Langkah itu terbukti berhasil. Belakangan, rata-rata produksi minyak Bekapai kembali naik dan terus bertahan hingga ke level 9.000 barel per hari pada tahun ini. Adapun rata-rata produksi gas Bekapai mencapai 46 juta metrik standard kaki kubik per hari (mmscfd), atau yang tertinggi dalam sejarah produksi gas di Bekapai.

Selain Bekapai, ada tujuh lagi lapangan migas di Blok Mahakam, yakni Handil yang ditemukan pada 1974, Tambora (1974), Tunu (1977), Peciko (1983), Sisi (1986), Nubi (1992), dan South Mahakam (1996).

Hardy Pramono, Executive Vice President Operations and East Kalimantan District Manager Total E&P Indonesie, menyebutkan produksi migas di Blok Mahakam terus menurun. Saat ini, produksi migas Blok Mahakam mencapai 390.000 barel setara minyak per hari. Perinciannya, produksi minyak mentah 70.000 barel per hari dan produksi gas sebesar 1.780 mmscfd.

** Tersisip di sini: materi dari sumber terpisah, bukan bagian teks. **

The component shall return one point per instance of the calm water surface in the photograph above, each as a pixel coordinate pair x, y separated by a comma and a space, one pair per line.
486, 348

Total kini fokus menahan penurunan produksi, misalnya dengan intervensi teknologi dan mengebor 100 sumur baru setiap tahun.

Bersamaan dengan upaya menahan penurunan produksi migas, hiruk pikuk soal status kontrak Blok Mahakam terus bergulir di Jakarta. Jero Wacik, Menteri Energi dan Sumber Daya Mineral (ESDM) menyatakan tak akan buru-buru memutuskan status Blok Mahakam, memperpanjang kontrak Total atau menyerahkannya ke PT Pertamina, perusahaan migas milik negara.

Wacik bilang, keputusan Blok Mahakam bisa saja dilimpahkan ke Menteri ESDM di era pemerintahan baru setelah Presiden Susilo Bambang Yudhoyono mengakhiri masa jabatannya pada tahun 2014 nanti.

Meski begitu, Pertamina tetap tertarik mengelola Blok Mahakam lantaran cadangan migas di sana masih cukup besar, yakni 2 triliun kaki kubik (tcf), mengacu perhitungan SKK Migas. Dengan asumsi itu, potensi penghasilan operator bisa mencapai Rp 171 triliun hingga 2032 atau sekitar Rp 15 triliun per tahun. "Kami masih menunggu keputusan pemerintah. Kami juga siap mengeluarkan investasi besar untuk mengembangkan Blok Mahakam," ujar Ali Mundakir, Vice President Communications Pertamina, belum lama ini.

Manajemen Total E&P Indonesie juga masih berminat mengelola Blok Mahakam. Total mengajukan usul agar pemerintah menetapkan masa transisi selama lima tahun setelah kontrak di Blok Mahakam berakhir pada tahun 2017. Ini berarti, Total ingin mengelola blok itu hingga 2022.

Di tengah perebutan Blok Mahakam, para karyawan di lapangan migas itu hanya ingin bekerja dengan tenang, siapa pun pengelola blok migas tersebut kelak. "Kami ingin bekerja secara profesional dan tidak ikut-ikutan politik," tutur Ramia Darma, Kepala Lapangan Bekapai. Di Blok Mahakam ini, Total mempekerjakan sedikitnya 4.000 karyawan.